The classic science series Cosmos recently relaunched, so it seems appropriate to describe how math can help explain another aspect of our universe. Since this is “Pi Day,” such an essay couldn’t be more timely: 

In the summer of 2005, students at the Massachusetts Institute of Technology hosted a conference for time travelers. Their idea was that, if time travel ever became possible, these travelers would know about the MIT meeting and attend. There were many strange and funny-looking people at the conference, but no one from the past or future came─at least, as far as we know. 

The immediate question is, “Why not?” The first and most obvious answer is because time travel is impossible, as the philosopher Norman Swartz has argued. Wheelchair-bound physics phenom Stephen Hawking has said, “The best evidence that time travel never will be possible is that we have not been invaded by hordes of tourists from the future.” 

But that is not the only possible answer. For instance the great logician Kurt Goedel showed that time travel into the past is consistent with accepted physics, and director Spike Lee is making a movie about a real physicist who intends to show just that, at least at the subatomic level. 

A second possible answer, inspired by the Doomsday Argument that Oxford University’s Nick Bostrom has popularized, is that time travel is theoretically possible, but some cataclysmic event will overwhelm the earth─or humanity─in the near future, before anyone has a chance to invent a time travel device. Note: this is not a paid advertisement for Travelers’ Insurance. 

A third possible answer to the Time Travelers’ Conference Conundrum is as follows: 

Let us assume that time travel involves passage between many possible worlds, differing from one another in ways large or small: for instance, an electron near the center of Alpha Centauri in one universe is spin up instead of spin down; in another universe Napoleon wins the battle of Waterloo; etc. This is consistent with the “Many Worlds” interpretation of quantum mechanics. 

One can argue that the number of possible universes is finite: There may be a googolplex particles, for instance, and so a finite number of configurations of those. We can suppose there is some “distribution” of universes where time travel is developed, and some distribution of universes where the MIT conference takes place.
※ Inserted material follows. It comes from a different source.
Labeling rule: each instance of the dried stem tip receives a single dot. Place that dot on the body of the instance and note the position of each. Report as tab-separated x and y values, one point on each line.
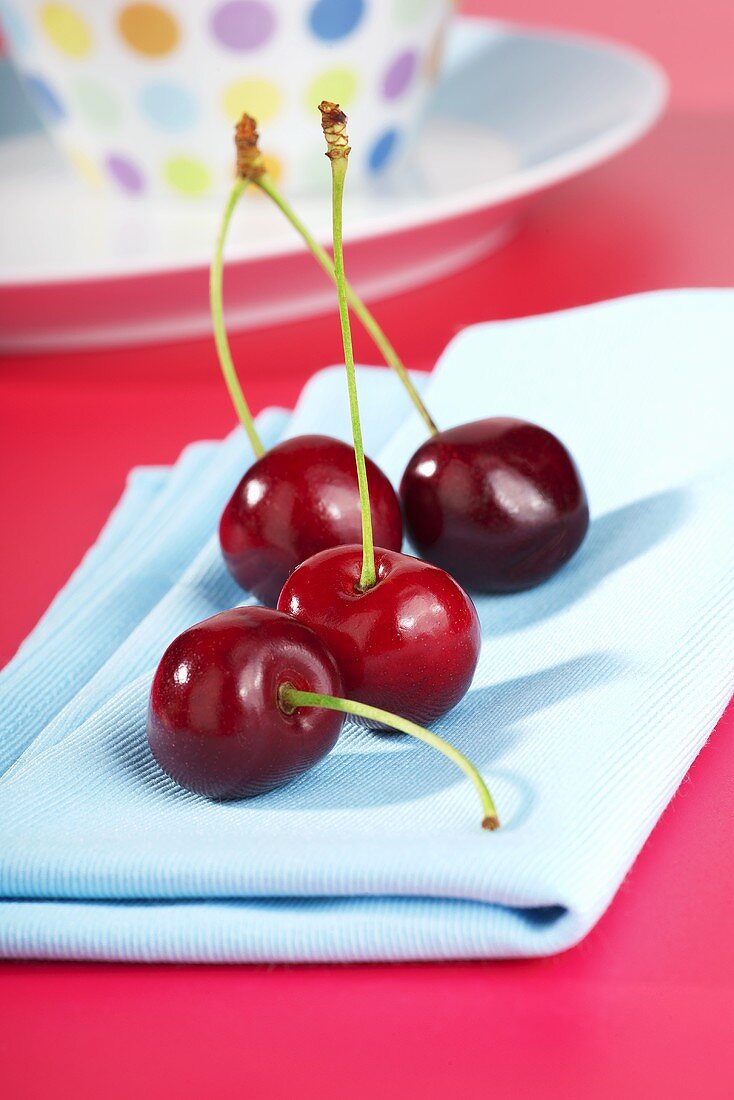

There is no reason to suppose that these sets of universes overlap; but, even assuming that time travel is possible, that it occurs in a universe like ours, and that every time traveler arrives at a universe where the MIT conference takes place, there is still a significant probability that, in our universe, no time traveler arrives. 

The probability that time travel is possible, but no traveler arrives in our universe, is the probability that a random function from the set of universes with time travel “misses” our universe. The theory of “derangements” from algebraic combinatorics tells us that this probability tends to 1/e, approximately 0.37. So, because we really do live in a mad, mad, mad, mad world, the probability is greater than 1/3 that time travel is possible in a universe like ours, yet no traveler ever comes to our universe─at least, not to MIT. 

In conclusion, the absence of time travelers at the MIT conference is not prima facie evidence that time travel is impossible. 

It’s just evidence that time travelers have better things to do with their time.